We visited the Jefferson City Visitor Center on August 9, 2024. Our AirBnB was directy across the street, so it was a quick walk. The next day, on August 10, after we visited the Missouri State Penitentiary, we returned to visit the Missouri State Penitentiary Museum which was in the lower level of the building.
The Visitor Center is also a historic building called The Colonel Darwin W. Marmaduke House, built in 1888, and on the National Registor of Historic Places. You can arrange for a tour of the house. It was the Warden's Residence and was also built by prison labor. They provided us with a booklet to read about the history.
The house overlooks the Missouri State Penitentiary and Col Darwin W. Marmaduke was the first warden to live in the house, but there were a total of 19 wardens that lived in the house. Personally, I would not want to raise my family so close to the State's worst felons.
This is what you see when entering the museum. It is a recreation of the cells across the street at the prison. It is a later depiction than the time period of Richard Marshall because there is electricity and a television.
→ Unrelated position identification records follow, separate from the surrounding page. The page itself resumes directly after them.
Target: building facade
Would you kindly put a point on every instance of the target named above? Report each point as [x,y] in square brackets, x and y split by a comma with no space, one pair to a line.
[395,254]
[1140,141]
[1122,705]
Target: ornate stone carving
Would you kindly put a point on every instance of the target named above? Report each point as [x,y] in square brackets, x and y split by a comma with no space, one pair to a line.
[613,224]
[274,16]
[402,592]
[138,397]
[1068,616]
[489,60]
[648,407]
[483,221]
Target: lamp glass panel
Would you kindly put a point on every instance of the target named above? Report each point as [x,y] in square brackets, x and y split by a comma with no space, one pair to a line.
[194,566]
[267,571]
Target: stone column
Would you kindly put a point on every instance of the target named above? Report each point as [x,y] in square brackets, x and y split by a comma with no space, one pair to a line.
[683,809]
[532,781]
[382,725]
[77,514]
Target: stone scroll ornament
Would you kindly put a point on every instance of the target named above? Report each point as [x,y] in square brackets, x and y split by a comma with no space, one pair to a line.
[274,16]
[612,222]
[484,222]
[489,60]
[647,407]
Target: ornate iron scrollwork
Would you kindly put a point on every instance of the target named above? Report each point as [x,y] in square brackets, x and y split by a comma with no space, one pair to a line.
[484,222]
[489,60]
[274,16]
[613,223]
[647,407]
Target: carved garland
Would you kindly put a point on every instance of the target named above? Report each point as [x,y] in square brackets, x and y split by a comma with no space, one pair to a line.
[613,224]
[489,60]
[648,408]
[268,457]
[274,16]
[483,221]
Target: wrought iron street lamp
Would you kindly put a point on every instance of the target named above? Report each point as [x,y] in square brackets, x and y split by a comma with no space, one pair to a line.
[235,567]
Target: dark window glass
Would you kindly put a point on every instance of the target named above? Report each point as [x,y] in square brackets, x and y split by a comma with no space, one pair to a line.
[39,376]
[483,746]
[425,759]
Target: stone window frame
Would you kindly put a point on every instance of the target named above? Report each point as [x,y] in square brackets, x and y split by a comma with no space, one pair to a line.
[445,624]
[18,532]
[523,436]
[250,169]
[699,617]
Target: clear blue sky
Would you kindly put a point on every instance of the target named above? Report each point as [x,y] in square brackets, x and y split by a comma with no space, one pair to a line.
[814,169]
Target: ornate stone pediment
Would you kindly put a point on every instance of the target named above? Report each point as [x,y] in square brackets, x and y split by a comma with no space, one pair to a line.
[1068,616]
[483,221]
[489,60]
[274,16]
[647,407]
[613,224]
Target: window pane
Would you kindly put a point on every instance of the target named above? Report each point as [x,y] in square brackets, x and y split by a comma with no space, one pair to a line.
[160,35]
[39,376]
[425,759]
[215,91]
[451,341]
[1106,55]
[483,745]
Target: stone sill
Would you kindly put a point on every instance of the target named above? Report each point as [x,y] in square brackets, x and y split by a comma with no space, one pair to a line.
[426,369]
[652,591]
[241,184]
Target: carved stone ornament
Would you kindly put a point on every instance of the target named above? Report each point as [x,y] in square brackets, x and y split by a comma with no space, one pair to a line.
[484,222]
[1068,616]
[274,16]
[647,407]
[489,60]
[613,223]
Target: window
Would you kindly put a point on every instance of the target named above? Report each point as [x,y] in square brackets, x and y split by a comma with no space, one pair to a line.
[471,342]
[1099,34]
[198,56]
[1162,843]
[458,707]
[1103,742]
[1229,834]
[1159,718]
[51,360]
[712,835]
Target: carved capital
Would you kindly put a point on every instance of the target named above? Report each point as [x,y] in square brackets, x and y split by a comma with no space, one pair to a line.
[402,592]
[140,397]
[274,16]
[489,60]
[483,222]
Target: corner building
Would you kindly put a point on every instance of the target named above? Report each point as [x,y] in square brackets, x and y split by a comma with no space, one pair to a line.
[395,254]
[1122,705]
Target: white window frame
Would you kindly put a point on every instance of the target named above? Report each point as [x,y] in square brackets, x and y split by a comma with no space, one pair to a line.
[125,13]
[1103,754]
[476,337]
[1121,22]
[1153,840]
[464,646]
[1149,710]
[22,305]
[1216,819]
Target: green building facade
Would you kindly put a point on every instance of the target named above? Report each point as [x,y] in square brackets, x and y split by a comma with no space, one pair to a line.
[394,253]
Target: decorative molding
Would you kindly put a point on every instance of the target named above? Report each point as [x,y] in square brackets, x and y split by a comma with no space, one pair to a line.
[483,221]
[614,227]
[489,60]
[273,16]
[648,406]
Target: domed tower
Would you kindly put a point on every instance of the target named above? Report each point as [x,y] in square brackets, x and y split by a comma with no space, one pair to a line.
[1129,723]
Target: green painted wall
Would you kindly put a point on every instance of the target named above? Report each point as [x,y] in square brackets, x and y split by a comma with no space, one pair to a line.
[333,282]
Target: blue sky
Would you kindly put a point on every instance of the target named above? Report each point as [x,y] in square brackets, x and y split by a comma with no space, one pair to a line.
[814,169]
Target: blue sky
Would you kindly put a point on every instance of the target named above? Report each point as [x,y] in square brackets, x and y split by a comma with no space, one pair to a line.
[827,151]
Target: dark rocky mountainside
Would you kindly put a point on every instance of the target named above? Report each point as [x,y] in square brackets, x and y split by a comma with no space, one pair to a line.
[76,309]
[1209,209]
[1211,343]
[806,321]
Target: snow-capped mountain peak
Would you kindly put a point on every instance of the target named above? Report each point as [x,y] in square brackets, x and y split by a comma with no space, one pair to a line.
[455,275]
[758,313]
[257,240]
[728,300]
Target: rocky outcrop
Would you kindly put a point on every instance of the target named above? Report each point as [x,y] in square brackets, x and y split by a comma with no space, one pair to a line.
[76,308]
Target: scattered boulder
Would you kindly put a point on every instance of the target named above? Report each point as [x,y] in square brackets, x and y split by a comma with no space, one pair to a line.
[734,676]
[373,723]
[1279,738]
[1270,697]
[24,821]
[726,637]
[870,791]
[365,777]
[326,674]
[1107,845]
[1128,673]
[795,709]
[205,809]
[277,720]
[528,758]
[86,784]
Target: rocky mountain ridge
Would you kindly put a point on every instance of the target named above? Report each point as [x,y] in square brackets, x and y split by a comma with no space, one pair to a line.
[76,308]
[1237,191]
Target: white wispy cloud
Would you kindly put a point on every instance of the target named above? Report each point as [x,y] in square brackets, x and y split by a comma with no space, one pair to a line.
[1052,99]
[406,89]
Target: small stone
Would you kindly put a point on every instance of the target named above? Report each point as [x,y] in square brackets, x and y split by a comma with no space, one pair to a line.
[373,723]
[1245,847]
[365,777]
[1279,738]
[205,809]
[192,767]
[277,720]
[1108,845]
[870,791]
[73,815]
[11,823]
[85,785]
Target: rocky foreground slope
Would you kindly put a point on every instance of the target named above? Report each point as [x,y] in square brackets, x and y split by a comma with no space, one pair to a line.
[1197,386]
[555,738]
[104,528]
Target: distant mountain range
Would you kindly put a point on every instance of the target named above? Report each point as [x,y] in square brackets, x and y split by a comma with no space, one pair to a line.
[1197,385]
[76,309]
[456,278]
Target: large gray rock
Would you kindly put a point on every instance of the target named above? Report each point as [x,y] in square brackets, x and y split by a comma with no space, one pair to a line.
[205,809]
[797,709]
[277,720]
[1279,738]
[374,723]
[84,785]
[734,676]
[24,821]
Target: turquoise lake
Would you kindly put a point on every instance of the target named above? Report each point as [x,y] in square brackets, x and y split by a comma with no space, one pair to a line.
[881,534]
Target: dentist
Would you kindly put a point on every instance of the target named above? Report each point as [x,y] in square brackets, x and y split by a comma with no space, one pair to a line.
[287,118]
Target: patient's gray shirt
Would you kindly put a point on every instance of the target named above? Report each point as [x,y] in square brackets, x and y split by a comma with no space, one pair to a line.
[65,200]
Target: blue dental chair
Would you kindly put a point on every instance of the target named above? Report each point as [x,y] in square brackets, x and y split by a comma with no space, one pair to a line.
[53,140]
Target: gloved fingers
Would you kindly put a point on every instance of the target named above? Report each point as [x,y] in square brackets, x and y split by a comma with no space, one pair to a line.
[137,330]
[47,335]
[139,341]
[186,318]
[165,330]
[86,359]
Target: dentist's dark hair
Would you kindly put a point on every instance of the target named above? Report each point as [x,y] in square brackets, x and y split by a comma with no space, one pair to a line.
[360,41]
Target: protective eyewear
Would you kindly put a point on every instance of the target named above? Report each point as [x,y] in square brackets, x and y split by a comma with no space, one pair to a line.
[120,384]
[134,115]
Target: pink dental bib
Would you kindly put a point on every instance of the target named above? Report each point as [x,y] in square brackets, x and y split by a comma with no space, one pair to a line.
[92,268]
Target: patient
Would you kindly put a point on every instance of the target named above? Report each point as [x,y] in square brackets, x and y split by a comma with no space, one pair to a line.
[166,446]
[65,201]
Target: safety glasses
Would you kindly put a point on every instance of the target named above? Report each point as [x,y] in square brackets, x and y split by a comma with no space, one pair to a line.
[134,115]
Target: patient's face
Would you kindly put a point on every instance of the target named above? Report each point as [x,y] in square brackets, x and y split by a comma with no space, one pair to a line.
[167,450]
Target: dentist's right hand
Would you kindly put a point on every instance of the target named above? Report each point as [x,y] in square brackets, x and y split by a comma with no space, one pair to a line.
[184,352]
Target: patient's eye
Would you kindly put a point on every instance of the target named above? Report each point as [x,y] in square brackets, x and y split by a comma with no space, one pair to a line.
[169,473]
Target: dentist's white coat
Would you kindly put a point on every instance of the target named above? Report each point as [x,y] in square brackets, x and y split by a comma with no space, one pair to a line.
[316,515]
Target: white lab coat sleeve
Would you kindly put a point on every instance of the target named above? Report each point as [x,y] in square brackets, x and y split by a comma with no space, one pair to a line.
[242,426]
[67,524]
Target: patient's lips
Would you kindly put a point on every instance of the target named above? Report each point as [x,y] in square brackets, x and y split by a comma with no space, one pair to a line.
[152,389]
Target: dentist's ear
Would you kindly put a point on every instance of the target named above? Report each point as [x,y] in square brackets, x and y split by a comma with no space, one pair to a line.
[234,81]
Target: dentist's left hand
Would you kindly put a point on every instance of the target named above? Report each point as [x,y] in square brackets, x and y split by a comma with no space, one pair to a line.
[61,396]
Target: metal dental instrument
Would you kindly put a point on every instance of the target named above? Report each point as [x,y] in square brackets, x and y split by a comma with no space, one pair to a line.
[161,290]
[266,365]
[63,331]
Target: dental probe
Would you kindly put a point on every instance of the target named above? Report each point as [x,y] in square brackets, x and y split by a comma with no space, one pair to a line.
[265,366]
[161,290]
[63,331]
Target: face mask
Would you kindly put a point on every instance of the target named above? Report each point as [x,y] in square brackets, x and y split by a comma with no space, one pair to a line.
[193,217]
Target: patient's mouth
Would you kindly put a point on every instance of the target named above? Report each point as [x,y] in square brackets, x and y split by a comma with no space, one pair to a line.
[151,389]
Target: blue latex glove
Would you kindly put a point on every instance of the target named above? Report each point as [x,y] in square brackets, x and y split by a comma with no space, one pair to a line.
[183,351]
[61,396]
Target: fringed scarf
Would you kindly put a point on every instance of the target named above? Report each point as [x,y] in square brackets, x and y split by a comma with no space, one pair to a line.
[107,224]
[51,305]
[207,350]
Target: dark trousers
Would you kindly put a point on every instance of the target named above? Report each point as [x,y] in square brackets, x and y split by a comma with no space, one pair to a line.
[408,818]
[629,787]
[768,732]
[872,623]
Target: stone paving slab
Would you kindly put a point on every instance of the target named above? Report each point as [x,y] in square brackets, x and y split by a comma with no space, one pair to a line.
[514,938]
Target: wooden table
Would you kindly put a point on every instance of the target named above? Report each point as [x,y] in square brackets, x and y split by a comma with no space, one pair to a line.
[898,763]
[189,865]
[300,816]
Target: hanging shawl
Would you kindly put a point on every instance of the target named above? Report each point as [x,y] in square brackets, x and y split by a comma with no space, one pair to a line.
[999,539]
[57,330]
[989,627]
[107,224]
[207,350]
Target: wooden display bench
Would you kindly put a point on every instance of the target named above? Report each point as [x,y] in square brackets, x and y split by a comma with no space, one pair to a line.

Most of the prison tour and the museum were not applicable to my ancestor Richard Marshall who was there in 1866-1867. This information is about the first decades that would have applied to him. I can get an idea of how many were there in 1866 because in 1860 there were 406 inmates and in 1870 there were 734 inmates, so it would have been somewhere between those two numbers. The prison opened in 1836.
This continues the panel of information and there is an graphic of the prison, a drawing, and I thought it would show the time period of 1868 when the new A-Hall barracks was built, but unfortunately it is actually much later. The building Richard was in is not even depicted here.
This information board shows a graphic of the prison in 1954 after the riot.
This information board told me that the AirBnB we stayed in was also built by inmate or prison labor.